A crazy mixture of hope and fear collided in his chest.
When he’d brought her to the February spring training game, she’d hardly said anything to him, so he’d taken her lead and hadn’t pushed. But now he felt like maybe she was ready to give them a chance—that maybe that was why she’d called. Only he didn’t know how to talk to her, what to say without making her retreat.
Sitting stiffly, Drew forced himself to speak slowly. “How did your graduation go, sugar?” The Southern endearment slipped out and sluiced across his tongue like honey. He instantly regretted his use of it on his daughter. He’d spoken the word casually for years. He sensed Mackenzie knew where it came from.
“Good.” The monosyllable word hovered.
“I wish I could have been there.” But he and Lynette had talked about it and decided Mackenzie wouldn’t have wanted him to come. He hadn’t wanted to ruin that milestone for her. He’d done enough damage already.
Mackenzie needed time to get used to his acceptance of her, even though it had been two years since he’d apologized to her and to Caroline. He hadn’t gone into details as to why he’d behaved the way he had so many years ago. Once he gained her trust, he could tell her what had happened.
The scars of truth ran deep, were thick. Drew never discussed it with anyone. Only Jacquie.
The line was quiet. He could hear his daughter’s soft breathing, almost smell the way her skin was perfumed with that fruity spray she wore. He’d never once given her a hug. Never told her to her face that he loved her. She wouldn’t believe him if he did, and if he touched her, she’d bolt. Not even at Caroline’s funeral had he come close enough to make her feel threatened. He’d waited. He would bide his time.
“I called…” she said, stopping herself as if to lick her lips or to think about what she wanted to say “…to thank you for the diary.”
Relief hit Drew, warming his muscles, relaxing him. He’d guessed right.

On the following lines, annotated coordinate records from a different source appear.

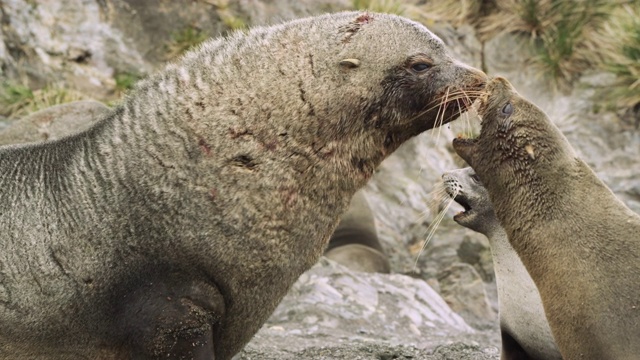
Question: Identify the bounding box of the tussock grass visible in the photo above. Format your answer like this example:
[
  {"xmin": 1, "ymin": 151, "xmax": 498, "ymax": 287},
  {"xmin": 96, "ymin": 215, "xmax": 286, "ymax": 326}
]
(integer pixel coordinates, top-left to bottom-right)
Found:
[
  {"xmin": 422, "ymin": 0, "xmax": 637, "ymax": 89},
  {"xmin": 598, "ymin": 2, "xmax": 640, "ymax": 109}
]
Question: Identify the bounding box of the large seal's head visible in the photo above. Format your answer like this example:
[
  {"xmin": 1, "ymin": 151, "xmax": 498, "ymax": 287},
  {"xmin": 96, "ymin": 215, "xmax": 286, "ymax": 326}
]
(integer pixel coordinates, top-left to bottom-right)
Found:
[
  {"xmin": 172, "ymin": 12, "xmax": 486, "ymax": 186},
  {"xmin": 442, "ymin": 167, "xmax": 500, "ymax": 236},
  {"xmin": 453, "ymin": 77, "xmax": 576, "ymax": 220}
]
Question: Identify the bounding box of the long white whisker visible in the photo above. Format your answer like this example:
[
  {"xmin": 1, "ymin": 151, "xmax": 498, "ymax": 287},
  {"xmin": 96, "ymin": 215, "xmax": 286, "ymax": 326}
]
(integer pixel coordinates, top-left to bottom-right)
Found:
[{"xmin": 413, "ymin": 189, "xmax": 460, "ymax": 271}]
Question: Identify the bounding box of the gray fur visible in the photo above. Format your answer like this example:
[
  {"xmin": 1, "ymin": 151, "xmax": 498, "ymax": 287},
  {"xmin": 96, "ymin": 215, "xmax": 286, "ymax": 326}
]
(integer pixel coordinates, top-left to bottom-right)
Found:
[
  {"xmin": 442, "ymin": 167, "xmax": 562, "ymax": 360},
  {"xmin": 324, "ymin": 190, "xmax": 391, "ymax": 274},
  {"xmin": 0, "ymin": 13, "xmax": 485, "ymax": 360}
]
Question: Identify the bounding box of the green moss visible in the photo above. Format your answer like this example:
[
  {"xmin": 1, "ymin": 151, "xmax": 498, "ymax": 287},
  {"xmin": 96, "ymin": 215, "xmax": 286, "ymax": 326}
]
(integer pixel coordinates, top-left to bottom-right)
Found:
[
  {"xmin": 166, "ymin": 26, "xmax": 208, "ymax": 59},
  {"xmin": 353, "ymin": 0, "xmax": 404, "ymax": 15},
  {"xmin": 0, "ymin": 82, "xmax": 87, "ymax": 118},
  {"xmin": 113, "ymin": 72, "xmax": 142, "ymax": 92}
]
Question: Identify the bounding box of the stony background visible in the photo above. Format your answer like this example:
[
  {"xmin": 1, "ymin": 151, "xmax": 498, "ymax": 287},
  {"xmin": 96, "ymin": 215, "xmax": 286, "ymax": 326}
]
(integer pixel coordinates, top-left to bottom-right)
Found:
[{"xmin": 0, "ymin": 0, "xmax": 640, "ymax": 360}]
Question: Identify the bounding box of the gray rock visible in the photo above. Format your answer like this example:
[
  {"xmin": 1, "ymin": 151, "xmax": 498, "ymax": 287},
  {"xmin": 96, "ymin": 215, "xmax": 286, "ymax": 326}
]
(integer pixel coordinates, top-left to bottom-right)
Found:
[
  {"xmin": 239, "ymin": 258, "xmax": 499, "ymax": 360},
  {"xmin": 438, "ymin": 263, "xmax": 497, "ymax": 329}
]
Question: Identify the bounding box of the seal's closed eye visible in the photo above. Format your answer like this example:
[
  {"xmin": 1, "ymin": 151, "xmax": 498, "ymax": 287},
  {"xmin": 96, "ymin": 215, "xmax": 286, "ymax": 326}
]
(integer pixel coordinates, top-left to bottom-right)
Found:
[
  {"xmin": 502, "ymin": 103, "xmax": 513, "ymax": 115},
  {"xmin": 411, "ymin": 63, "xmax": 431, "ymax": 72}
]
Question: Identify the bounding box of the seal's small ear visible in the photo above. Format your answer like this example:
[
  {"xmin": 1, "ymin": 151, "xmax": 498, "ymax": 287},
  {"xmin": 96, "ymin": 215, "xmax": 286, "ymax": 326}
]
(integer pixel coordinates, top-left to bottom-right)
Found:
[
  {"xmin": 340, "ymin": 59, "xmax": 360, "ymax": 69},
  {"xmin": 524, "ymin": 144, "xmax": 536, "ymax": 160}
]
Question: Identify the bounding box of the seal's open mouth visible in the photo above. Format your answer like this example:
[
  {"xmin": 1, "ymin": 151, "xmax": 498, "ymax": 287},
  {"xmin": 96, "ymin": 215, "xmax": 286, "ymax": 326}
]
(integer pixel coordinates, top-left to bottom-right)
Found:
[{"xmin": 453, "ymin": 194, "xmax": 473, "ymax": 222}]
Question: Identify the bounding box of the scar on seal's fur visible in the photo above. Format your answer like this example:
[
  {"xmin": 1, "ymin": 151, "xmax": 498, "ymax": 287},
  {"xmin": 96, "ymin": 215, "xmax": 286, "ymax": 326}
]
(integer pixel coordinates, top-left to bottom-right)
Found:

He knew Caroline wrote stuff down and he took a chance that Mackenzie would be like her mother.
“You’re welcome.”
“My old one was getting full.”
Damn him, but he needed the reassurances, no matter how nonpersonal, so he asked, “So you like the new one?”
“I do.”
But once more, a cold static carried from Florida to Idaho. The only sounds were the soft rasps of breathing.
Drew couldn’t stand it. He had a resolve of steel, but when it came to Mackenzie, he wanted nothing more than to have the chance of being her father. “Mackenzie, have you thought any more about coming to stay with me for the summer?”
He tensed. Waited. Long minutes.
“I don’t know.”
It was the first time she hadn’t flat out said hell no. Drew went on quickly. “You’d have your own room and I’d show you around town. There’s lots to do. We could go out on my boat and I have four-wheelers at my cabin. You’d like it.”
Silence. Then she murmured, “I don’t know.”